Die Erwartungen waren groß, feiert man doch heuer
das 50-Jahr-Jubiläum und lud aus diesem Anlass
Maximilian Schell ein, die Regie zu übernehmen:
ORF Sepp Gmasz
"Seine Inszenierung kann als der gelungene
Versuch angesehen werden, durch den seichten
Neusiedlersee ein Schiff mit Tiefgang zu
manövrieren. Witzige Dialoge, sparsam und doch
effektvoll eingesetzte Ballette, Wasserfontänen,
echte und falsche Pferde. Eine der stärksten Szenen
ist der Auftritt Metternichs - von Schell neu ins
Spiel gebracht, wenn er mitten auf einer riesigen
Europakarte sitzend die bedeutendsten europäischen
Häupter seiner Zeit wie Marionetten tanzen lässt.
Es ist auch viel für die treuen Mörbisch-Besucher
übrig geblieben, wenngleich manchen die große
Bühnenshow abgehen mag. Sehr gut die
sängerischen Leistungen - angeführt von Noemi
Nadelmann und Rainer Trost."
Prof. Antal Festetics: "Es ist eine ganz tolle
und würdige Inszenierung und das Entscheidende
ist, dass sich dies alles hier in Mörbisch abspielt.
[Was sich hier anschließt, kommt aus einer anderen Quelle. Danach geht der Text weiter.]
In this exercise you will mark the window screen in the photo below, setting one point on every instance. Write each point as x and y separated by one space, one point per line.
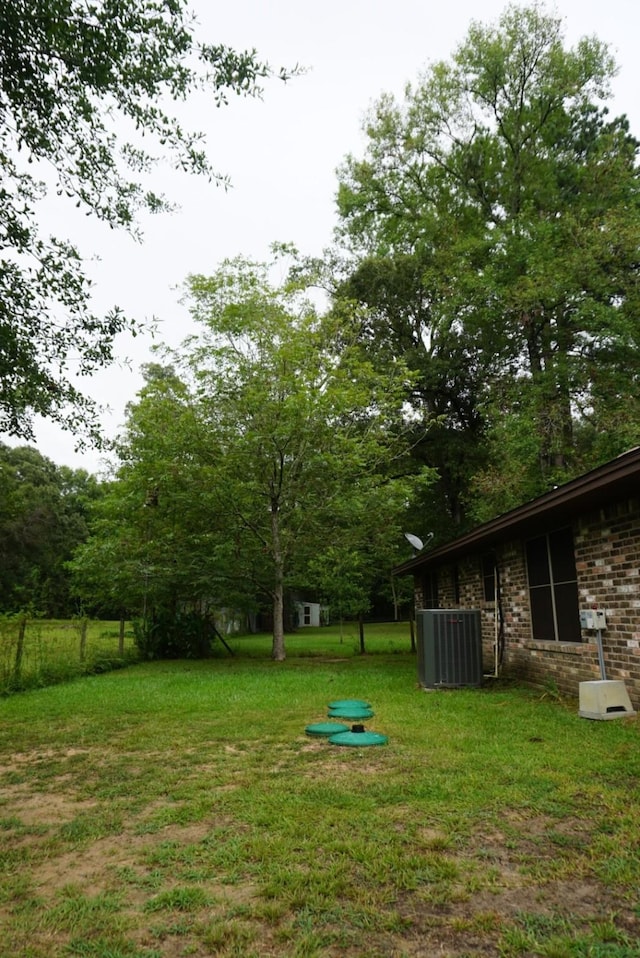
553 587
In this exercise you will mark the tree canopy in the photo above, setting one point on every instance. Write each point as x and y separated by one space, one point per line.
85 112
493 228
263 444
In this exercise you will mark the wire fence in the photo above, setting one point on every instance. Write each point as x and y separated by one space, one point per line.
37 652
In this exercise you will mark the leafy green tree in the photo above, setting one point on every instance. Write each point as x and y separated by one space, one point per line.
494 226
73 74
246 457
43 518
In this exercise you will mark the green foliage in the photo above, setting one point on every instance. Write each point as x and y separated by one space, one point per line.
73 75
264 438
35 652
43 518
174 634
493 227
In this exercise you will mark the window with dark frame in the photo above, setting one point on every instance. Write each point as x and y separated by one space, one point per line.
553 587
430 590
489 577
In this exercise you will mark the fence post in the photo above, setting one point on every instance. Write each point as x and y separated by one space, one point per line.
22 628
84 622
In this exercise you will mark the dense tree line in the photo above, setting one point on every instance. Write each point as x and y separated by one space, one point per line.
73 76
481 345
44 511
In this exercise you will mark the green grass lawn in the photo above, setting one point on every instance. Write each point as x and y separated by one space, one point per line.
178 808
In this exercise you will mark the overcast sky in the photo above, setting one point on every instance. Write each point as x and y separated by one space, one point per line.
282 152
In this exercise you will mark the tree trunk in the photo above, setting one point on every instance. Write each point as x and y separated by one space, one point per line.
278 651
17 666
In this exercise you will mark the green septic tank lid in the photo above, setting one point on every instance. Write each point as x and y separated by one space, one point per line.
354 712
326 729
350 704
358 739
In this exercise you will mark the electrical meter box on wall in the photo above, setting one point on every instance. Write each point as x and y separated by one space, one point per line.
606 699
593 619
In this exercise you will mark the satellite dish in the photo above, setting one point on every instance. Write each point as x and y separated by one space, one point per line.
415 542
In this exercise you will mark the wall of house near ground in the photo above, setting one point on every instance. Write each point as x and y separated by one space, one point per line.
607 552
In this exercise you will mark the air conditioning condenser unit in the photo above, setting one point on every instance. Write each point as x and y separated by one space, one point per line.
449 648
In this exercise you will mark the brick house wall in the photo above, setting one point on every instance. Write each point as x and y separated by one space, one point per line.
607 553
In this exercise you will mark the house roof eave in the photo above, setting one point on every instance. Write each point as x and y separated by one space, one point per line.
617 478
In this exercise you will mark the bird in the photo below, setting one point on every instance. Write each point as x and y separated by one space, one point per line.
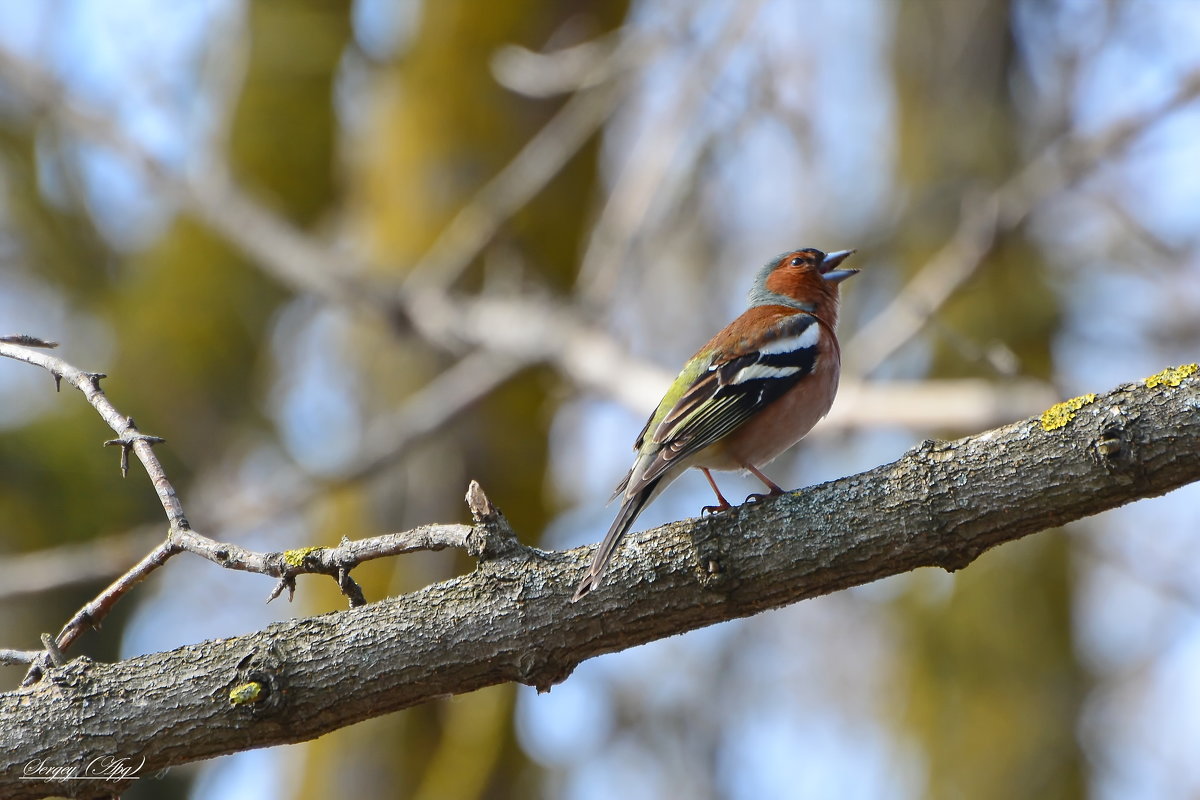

Wenn sie den Ort hernehmen und vermessen, dann
ergibt dies die gleichen Entfernungen zum Ural und
zu Portugal und das heißt, die Hauptstadt ist
eigentlich nicht Brüssel sondern Mörbisch... "
Gery Keszler -
Lifeball-Organisator und Mörbisch-Fan -
sagte, er freue sich das ganze Jahr auf Mörbisch:
"Man fahre wegen des Pailletten-Federn-Kitsches mit
hysterischer Laune nach Mörbisch. Maximilian Schell
habe ein anderes Mörbisch gezeigt. Die
Inszenierung sei aber sehr konzeptionell und
durchgedacht gewesen: Wahrscheinlich werde man
in Zukunft sagen, "ja das war ein würdiges
Jubiläum", so Keszler.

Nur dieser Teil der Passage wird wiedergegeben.